We briefly touched on tests in the previous part. AI is quite good at generating tests… that pass its own generated code. You will tell me it's still better than what most teams do: no test at all. The problem is if we forgot a business rule in the code, it will be also absent from tests. Tests confirm potential biases in the code, they don't challenge them.

Recommendations:

  • Write tests before writing code, between the specification/design and development phases. It's not new, this is called Test-Driven Development (TDD). This practice, as good as it is, was rarely adopted except by a few purists and craftsmen. The mental model is very different, writing tests without code feels counterintuitive. But now with AI, you can generate them easily. This ensures all the requirements are backed by one or more tests, before starting the development. Later, it validates the AI-generated code against those tests.
  • Write tests even earlier, during specification. These tests, written with a specific language (Gherkin) can then be "implemented" (with Cucumber for example) to test the application. These "executable specifications", can be used by QA to validate the behavior of the application, it is called Behavior Driven Development (BDD). Gherkin/BDD exist for a very long time, but like TDD, the practice did not spread as it should have. POs/QA often struggle to write good Gherkin and developers struggle with the glue code. But AI can solve both:
    1. Generate Gherkin specifications with the help/review of POs and QA during specification. 
    2. Write the glue code (with Cucumber or the framework of your choice) during development.  POs and QA get instant validation and avoid post-development bottlenecks.

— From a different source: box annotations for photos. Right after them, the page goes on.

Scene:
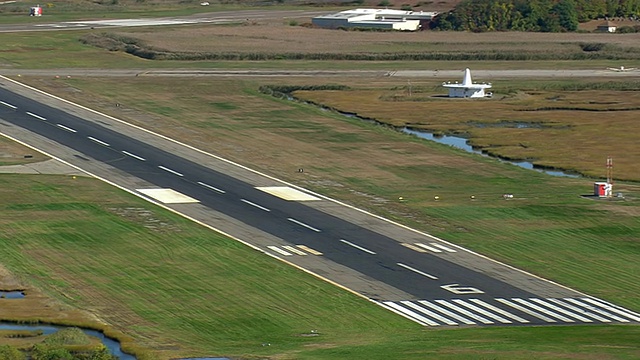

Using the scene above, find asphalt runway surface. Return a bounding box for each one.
[0,11,640,326]
[0,79,640,326]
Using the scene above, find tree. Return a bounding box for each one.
[552,0,579,31]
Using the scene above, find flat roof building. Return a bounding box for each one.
[311,9,438,31]
[442,68,492,98]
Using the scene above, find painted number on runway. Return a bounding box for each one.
[440,284,484,295]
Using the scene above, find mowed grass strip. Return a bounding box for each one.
[13,78,640,309]
[0,175,640,359]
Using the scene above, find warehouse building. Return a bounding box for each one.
[311,9,438,31]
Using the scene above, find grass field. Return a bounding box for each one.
[0,4,640,359]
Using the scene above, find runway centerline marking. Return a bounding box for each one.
[56,124,78,133]
[256,186,320,201]
[158,165,184,176]
[0,101,18,110]
[122,150,147,161]
[240,199,271,211]
[27,111,47,121]
[198,181,225,194]
[287,218,320,232]
[397,263,438,280]
[87,136,111,147]
[340,239,376,255]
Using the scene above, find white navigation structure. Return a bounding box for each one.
[442,68,493,98]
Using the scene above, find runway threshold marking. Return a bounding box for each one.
[380,297,640,326]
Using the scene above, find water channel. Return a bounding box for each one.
[400,127,580,178]
[318,105,580,178]
[0,322,136,360]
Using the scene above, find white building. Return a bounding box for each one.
[311,9,438,31]
[596,20,618,32]
[442,68,492,98]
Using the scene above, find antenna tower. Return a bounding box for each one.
[607,156,613,197]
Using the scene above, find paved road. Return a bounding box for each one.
[0,68,640,82]
[0,78,640,326]
[0,10,328,33]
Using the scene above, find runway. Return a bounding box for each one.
[0,74,640,326]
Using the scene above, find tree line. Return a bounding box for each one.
[432,0,640,32]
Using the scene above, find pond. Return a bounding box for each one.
[0,322,136,360]
[0,290,24,299]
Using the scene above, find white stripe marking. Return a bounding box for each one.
[287,218,320,232]
[565,298,629,322]
[240,199,271,211]
[87,136,111,146]
[416,243,442,252]
[296,245,322,256]
[401,243,427,252]
[529,298,593,322]
[418,300,475,325]
[385,301,440,326]
[267,246,293,256]
[547,299,611,322]
[198,181,225,194]
[27,111,47,121]
[0,101,18,110]
[469,299,529,324]
[401,301,458,325]
[340,239,376,255]
[56,124,77,133]
[398,263,438,280]
[122,150,147,161]
[431,243,456,252]
[496,298,557,322]
[451,299,512,324]
[511,298,575,322]
[436,300,494,324]
[582,298,640,321]
[283,245,307,256]
[158,165,184,176]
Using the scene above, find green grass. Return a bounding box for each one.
[0,7,640,359]
[0,175,640,359]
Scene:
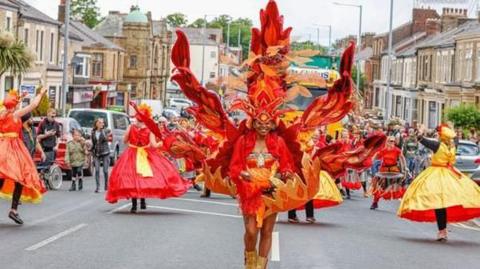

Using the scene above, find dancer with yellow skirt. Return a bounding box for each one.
[398,125,480,241]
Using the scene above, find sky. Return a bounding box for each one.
[26,0,476,45]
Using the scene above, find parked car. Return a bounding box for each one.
[68,108,130,165]
[33,117,91,180]
[455,140,480,184]
[168,98,193,112]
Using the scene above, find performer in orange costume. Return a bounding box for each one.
[0,89,46,224]
[106,102,190,213]
[163,0,384,269]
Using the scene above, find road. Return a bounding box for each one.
[0,176,480,269]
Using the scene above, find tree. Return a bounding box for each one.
[445,105,480,129]
[167,12,188,28]
[0,32,35,84]
[352,65,365,93]
[71,0,101,28]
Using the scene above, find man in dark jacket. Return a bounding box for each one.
[37,108,61,161]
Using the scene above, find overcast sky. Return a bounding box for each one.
[26,0,475,45]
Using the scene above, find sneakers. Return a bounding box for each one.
[288,217,300,224]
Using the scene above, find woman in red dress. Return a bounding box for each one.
[106,105,190,213]
[0,89,46,225]
[370,136,406,210]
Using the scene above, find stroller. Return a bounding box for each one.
[37,152,63,190]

6. Over-trusting AI-generated code

As we saw, providing good context and writing tests first to get better AI-generated code is primordial. But that's still not enough! What? You thought that leveraging AI, you'd have almost nothing to do?! You thought "developer" was a prehistoric job already?! Not at all!

Even with solid specs, steering docs, and TDD/BDD in place, AI can still hallucinate, miss requirements, forget some edge cases or introduce unexpected changes in your codebase. Your job now is to control what gets in (context and tests) and what gets out (review and guardrails).

Recommendations:

  • Humans always review AI-generated code.
  • Not just review, but understand the generated code. If you can't explain a function to your colleagues during PR review, don't commit it.
  • Human review alone is not enough. Enforce automated guardrails
    • CI/CD quality gates: minimum test coverage, linter, security scans, dependency checks, performance tests, documentation, no hardcoded secrets, etc.
    • Staged rollout (e.g. 10% every 10 minutes) and automatic rollback.
    • Manual gates for critical paths (auth, payment, external integrations), keep human in the loop, AI cannot decide these alone.

Don't forget: you're the owner of the code, even if your IDE generated it.